Segundo ela, o termo de cooperação a ser apresentado ao plenário do Confea visa fazer uma parceria com o Mapa e a Anvisa na troca de informações sobre a aplicação das instruções normativas conjuntas referentes à rastreabilidade de produtos vegetais. Este assunto tem relação com o Programa de Análise de Resíduos de Agrotóxicos em Alimentos (PARA), criado em  2001 pela Anvisa com o objetivo de avaliar, continuamente, os níveis de resíduos de agrotóxicos nos alimentos de origem vegetal, e no Plano Nacional de Controle de Resíduos e Contaminantes (PNCRC/Vegetal), que por sua vez é ferramenta de gerenciamento de risco adotada pelo Mapa com o objetivo de promover a inocuidade dos alimentos de origem vegetal importados e produzidos no Brasil. 

A conselheira destaca ainda que o Ministério possui o Programa de Certificação Produção Integrada (PI), que requer assistência técnica no campo. Quem prestar esse serviço poderá anotar uma ART específica, caso a plenária do Confea aprove a proposta de parceria.

"O Mapa quer monitorar essa Produção Integrada, que é especial, saber como está se desenvolvendo.
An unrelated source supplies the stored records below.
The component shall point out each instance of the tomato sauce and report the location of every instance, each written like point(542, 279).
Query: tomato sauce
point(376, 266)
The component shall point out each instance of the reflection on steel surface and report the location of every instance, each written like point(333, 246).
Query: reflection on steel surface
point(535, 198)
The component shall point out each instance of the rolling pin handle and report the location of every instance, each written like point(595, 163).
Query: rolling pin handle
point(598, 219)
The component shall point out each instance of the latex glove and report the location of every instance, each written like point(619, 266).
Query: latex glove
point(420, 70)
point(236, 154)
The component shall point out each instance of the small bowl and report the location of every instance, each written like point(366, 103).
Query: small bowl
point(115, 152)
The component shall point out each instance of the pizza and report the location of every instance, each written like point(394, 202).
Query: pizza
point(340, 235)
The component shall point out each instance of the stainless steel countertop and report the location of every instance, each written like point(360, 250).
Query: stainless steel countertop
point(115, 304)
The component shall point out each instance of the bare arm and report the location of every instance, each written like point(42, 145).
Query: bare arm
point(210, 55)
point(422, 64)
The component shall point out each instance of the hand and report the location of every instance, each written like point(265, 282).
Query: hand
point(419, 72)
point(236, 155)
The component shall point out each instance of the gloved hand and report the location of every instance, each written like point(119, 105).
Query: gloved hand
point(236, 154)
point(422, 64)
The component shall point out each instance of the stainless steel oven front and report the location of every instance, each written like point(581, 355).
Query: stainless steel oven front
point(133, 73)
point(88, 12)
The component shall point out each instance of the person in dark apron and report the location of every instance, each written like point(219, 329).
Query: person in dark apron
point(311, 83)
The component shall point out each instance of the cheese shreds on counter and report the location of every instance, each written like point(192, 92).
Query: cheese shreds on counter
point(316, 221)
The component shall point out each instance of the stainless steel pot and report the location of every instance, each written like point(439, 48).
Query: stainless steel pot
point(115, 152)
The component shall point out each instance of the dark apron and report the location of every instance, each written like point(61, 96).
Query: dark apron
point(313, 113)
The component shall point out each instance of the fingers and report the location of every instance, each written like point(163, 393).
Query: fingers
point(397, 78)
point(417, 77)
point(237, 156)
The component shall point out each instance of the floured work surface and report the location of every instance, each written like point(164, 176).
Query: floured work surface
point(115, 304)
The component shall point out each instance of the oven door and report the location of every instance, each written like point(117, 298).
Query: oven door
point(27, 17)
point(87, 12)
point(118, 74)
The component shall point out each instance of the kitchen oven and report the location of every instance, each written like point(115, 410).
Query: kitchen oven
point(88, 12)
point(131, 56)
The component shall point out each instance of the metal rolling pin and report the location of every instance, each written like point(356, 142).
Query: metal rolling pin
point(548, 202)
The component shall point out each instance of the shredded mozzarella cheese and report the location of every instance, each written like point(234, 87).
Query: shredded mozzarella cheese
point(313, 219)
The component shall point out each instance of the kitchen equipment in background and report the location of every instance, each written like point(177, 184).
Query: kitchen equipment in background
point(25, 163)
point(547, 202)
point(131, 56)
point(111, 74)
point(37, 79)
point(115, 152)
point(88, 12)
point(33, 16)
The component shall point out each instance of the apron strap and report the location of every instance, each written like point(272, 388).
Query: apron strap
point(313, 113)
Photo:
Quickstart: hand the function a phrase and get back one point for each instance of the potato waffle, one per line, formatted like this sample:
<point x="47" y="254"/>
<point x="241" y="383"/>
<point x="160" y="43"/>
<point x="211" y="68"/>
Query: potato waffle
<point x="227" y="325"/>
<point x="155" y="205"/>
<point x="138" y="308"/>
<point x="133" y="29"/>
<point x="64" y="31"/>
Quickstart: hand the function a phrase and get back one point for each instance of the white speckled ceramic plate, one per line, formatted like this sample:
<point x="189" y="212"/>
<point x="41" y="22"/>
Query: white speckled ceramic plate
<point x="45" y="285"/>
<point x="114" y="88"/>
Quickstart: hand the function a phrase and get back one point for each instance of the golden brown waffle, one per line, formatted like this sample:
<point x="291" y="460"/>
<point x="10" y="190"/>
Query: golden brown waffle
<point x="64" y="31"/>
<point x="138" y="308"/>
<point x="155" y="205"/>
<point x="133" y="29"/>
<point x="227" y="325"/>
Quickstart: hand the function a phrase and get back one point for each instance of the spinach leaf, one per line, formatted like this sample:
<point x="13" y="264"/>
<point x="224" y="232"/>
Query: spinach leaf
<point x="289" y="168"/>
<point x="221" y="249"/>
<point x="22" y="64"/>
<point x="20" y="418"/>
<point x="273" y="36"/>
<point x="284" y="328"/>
Atualmente, o ministério fornece treinamento e certificação para os profissionais da Agronomia no PI em diversas culturas, dentre as quais, as Folhosas. A divulgação deste treinamento é interessante porque valoriza o profissional do Sistema", afirma.

Comissão temática e legislação

Andréa Brondani adiantou que durante a reunião também foram discutidos procedimentos futuros por meio de uma provável continuidade de discussões para tratar da questão do receituário agronômico e procedimentos de certificação de cadeia produtiva, entre outros temas. 

“As discussões sobre temas referentes à agronomia precisam continuar”, defende a conselheira, que revela preocupação com decretos como o de número 10.833, de 2021, do governo federal, que altera as regras sobre produção, pesquisa, registro, utilização, importação e exportação de agrotóxicos no país. Um dos pontos do decreto determina a criação de registros de aplicadores, com a obrigatoriedade de treinamento para os profissionais aplicadores de agrotóxicos no campo.